試験区は、もう別の場所だ。モルタルで組んだ溝が、水をきちんと逃がす。轍には石が敷かれ、灰がかぶせてある。雨が降っても、前みてえに泥が溜まらねえ。
夏至の空気ってのは、もっと重たいもんだと思ってた。だがここは違う。
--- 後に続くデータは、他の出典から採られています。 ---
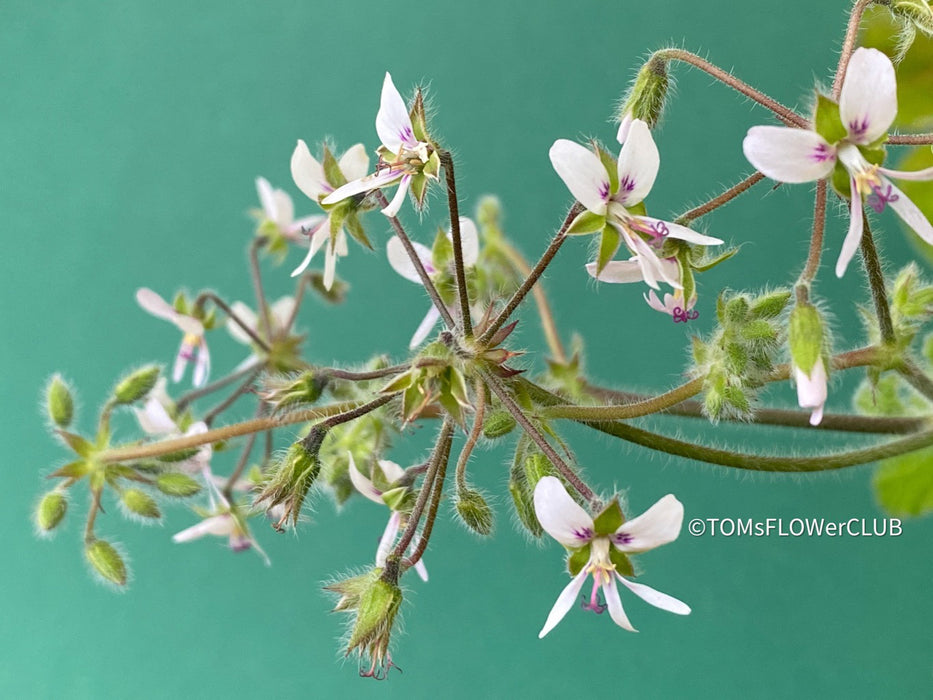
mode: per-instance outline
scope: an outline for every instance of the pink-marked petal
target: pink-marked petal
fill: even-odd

風が通る。湿り気が残らねえ。
……まるでレオンみてえな言い方だな。
井戸の周りも固めた。跳ねた水が溜まらねえ。ボウフラも見かけねえ。あの、耳だの口だのに飛び込んでくる蚊が、嘘みてえに減った。
家の前に立ってるだけで分かる。ここはもう、「まし」どころじゃねえ。別物だ。
ついでに言えば、人の動きまで変わった。
朝、外に出る前に手を洗う。戻ったら口をすすぐ。汚れた布はそのままにしねえ。
そんな当たり前、前は誰も気にしてなかった。
だが今は違う。
やらねえやつだけが、浮く。汚れが目立つ。臭いで分かる。だから、やる。
――仕組みが先に出来ると、人はあとから揃う。
気づけば、それが当たり前になる。それを、目の前で見てる。
子どもですら、前みてえに泥を掻き回して遊ばねえ。怒られるからじゃねえ。汚れるのが嫌になってきてる。
そこまで来てる。
朝、水桶をひっくり返して怒鳴られてたガキが、いまは黙って布を絞ってやがる。あれには少し笑った。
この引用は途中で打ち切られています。